Born 2 months early his birthday was supposed to be in June. A summer baby like his brother. Not a spring one. A baby that would not be here without serious medical intervention.

I’m not yet ready to tell you the whole story of Quentin beginning to end. It is still too painful and raw. I can tell you that he was conceived with the help of fertility treatments. I can tell you that we fought like hell for years to have him, that we fought again to keep him, and that even though we cried and waited for the worst (which eventually never came) we loved him from the start. Or to be more precise, we loved him from the minute we saw the first confirming ultrasound at 7 weeks.

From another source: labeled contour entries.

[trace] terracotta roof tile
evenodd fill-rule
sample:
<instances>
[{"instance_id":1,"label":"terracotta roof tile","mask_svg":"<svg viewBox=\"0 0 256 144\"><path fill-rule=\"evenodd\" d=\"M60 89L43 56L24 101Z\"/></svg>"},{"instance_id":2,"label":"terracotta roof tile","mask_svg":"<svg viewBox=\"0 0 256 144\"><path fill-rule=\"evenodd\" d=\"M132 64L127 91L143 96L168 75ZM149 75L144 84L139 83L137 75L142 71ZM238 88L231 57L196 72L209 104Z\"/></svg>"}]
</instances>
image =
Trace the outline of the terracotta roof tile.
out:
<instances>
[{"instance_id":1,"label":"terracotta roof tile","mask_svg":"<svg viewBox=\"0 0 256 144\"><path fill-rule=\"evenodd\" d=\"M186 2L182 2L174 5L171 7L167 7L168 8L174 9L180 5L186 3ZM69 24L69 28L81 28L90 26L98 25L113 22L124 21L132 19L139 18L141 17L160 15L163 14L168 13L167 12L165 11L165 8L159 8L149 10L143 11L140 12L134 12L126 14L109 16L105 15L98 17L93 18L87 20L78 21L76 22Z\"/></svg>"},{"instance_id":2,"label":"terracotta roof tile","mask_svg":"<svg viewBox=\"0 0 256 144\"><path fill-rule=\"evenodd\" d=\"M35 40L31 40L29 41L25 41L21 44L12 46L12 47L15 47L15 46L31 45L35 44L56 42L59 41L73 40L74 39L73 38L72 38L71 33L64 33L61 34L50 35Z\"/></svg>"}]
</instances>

We have agreed with medical recommendation that Quentin is to be our last. Perhaps the sadness comes from that. Perhaps it comes from the fact that we missed so much with him.

We missed the joy of telling family and friends early, as no one was sure if it was “going to stick”.
We missed the happy glowing second trimester. Instead it was wrought with fetal medicine specialist appointments, bed rest and close calls.
We missed those first days home after delivery when everything is quiet and surreal coupled with chaotic and overwhelming.
We never got to say to anyone “He’s ___ days old.” We didn’t even get weeks. By the time our NICU stay was done those had all passed by, and we were left with odd glances from people when we told them how many months old he was and then fumbling quickly, blurted out something about him being a preemie.

We aren’t going to celebrate the “shoulda been” day in June. That was for something that was never meant to be. And really the sadness only bites when we look back on the year. When we look at Quentin all I can do is smile. And laugh at his weird personality. And hug him. Tight. Because deep down I know that there very easily could have been nothing to hug at all.